Engineering · 2026
A TV production workflow tool and admin apps for a national sports league — from approved Figma screens to working frontend, built against an agreed data contract.
Context
The league runs a TV production workflow: for every match, production and editorial staff coordinate broadcast data, additional productions, documents and contacts. I built the frontend for that tool, through the agency, working from the approved Figma specs.
The work came in two parts — a new production tool, and maintenance on the existing admin applications.
The production tool
I built a Dashboard Overview and a Match Details view for the production workflow. Match Details is organised into dedicated tabs — Basisdaten, Produktion, Redaktion, Zusatzproduktionen, Dokumente and Kontakte — each matched closely to the latest Figma frames, and laid out responsively for desktop, tablet and mobile.
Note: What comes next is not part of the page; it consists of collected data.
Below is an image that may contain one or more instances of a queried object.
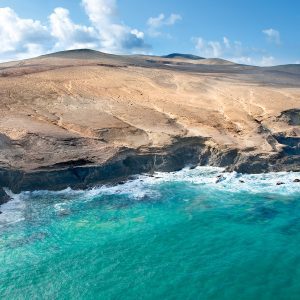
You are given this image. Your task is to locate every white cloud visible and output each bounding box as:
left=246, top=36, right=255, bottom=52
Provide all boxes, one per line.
left=166, top=14, right=182, bottom=25
left=0, top=2, right=150, bottom=62
left=260, top=55, right=275, bottom=66
left=0, top=4, right=283, bottom=67
left=222, top=55, right=276, bottom=66
left=192, top=36, right=277, bottom=66
left=147, top=13, right=182, bottom=37
left=147, top=14, right=165, bottom=29
left=193, top=36, right=246, bottom=58
left=223, top=36, right=230, bottom=49
left=0, top=7, right=50, bottom=61
left=81, top=0, right=149, bottom=53
left=262, top=28, right=281, bottom=45
left=49, top=7, right=98, bottom=50
left=193, top=37, right=224, bottom=57
left=229, top=56, right=253, bottom=65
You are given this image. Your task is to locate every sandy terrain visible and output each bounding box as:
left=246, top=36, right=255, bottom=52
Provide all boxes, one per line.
left=0, top=49, right=299, bottom=192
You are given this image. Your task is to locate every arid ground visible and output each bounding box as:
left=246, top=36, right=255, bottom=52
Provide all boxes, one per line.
left=0, top=49, right=299, bottom=193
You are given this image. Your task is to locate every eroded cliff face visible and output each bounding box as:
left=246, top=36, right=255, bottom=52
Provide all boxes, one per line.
left=0, top=50, right=299, bottom=194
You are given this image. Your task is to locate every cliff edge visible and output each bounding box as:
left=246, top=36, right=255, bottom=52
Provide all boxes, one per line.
left=0, top=50, right=299, bottom=195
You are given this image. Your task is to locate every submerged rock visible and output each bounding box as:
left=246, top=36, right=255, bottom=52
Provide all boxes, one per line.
left=0, top=188, right=10, bottom=206
left=58, top=210, right=71, bottom=217
left=216, top=175, right=226, bottom=183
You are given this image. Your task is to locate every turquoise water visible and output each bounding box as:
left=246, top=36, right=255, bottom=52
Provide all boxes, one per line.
left=0, top=167, right=300, bottom=300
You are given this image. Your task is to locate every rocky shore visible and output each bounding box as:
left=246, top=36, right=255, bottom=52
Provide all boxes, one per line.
left=0, top=136, right=298, bottom=198
left=0, top=49, right=299, bottom=202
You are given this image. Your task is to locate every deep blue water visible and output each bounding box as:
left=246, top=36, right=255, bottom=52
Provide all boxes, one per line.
left=0, top=167, right=299, bottom=299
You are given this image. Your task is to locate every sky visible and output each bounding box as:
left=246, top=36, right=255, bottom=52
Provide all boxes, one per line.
left=0, top=0, right=299, bottom=65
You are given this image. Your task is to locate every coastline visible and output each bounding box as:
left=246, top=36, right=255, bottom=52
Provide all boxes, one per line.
left=1, top=137, right=299, bottom=203
left=0, top=50, right=299, bottom=203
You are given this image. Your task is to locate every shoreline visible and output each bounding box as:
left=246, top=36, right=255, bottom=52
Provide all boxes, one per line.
left=0, top=50, right=299, bottom=205
left=1, top=137, right=299, bottom=203
left=1, top=166, right=299, bottom=224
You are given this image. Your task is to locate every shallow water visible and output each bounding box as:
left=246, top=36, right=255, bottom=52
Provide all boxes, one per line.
left=0, top=167, right=300, bottom=299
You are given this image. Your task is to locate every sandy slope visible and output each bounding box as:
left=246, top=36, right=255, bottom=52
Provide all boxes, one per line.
left=0, top=49, right=299, bottom=181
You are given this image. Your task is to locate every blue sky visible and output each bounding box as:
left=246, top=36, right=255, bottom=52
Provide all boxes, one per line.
left=0, top=0, right=299, bottom=65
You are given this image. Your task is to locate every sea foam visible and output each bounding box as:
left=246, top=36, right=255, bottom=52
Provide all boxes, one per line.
left=0, top=167, right=299, bottom=227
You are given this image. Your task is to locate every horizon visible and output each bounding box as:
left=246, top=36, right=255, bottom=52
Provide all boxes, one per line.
left=0, top=0, right=299, bottom=66
left=1, top=47, right=299, bottom=68
left=1, top=1, right=300, bottom=298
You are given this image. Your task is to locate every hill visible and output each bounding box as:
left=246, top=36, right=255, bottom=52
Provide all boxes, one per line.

Because the backend was being built in parallel, the frontend was built against an agreed JSON data contract for the views — typed TypeScript interfaces that mirror the contract, with mocked responses standing in for the live API. That let frontend and backend move at the same time instead of waiting on each other, and when the real endpoints landed they dropped in behind the same types without reworking the views.
The tabs are lazy: each one loads its own component and data only when opened, so a heavy Match Details view doesn’t pay for tabs the user never looks at. The responsive layout is driven from shared breakpoints rather than per-component media queries, so desktop, tablet and mobile stay consistent across every tab.
The admin apps
On the existing admin applications — ASP.NET with Angular — I refined the table layout so it read correctly against real backend data with consistent defaults. I also tightened the interaction details: adjusting icon ripple effects, removing misleading warning colours from delete actions, and fixing a layout inconsistency in the upload buttons.
How I work
This was legacy Angular and a codebase I hadn’t written. I lean on AI as a working partner to navigate unfamiliar code quickly — mapping the structure, drafting components, and cross-checking the data contract against the views — so I spend my attention on the design fidelity and the edge cases rather than on orientation.
The aim is the same every time: take the approved design and turn it into frontend that holds up against real data, from the Figma frame to a merged pull request.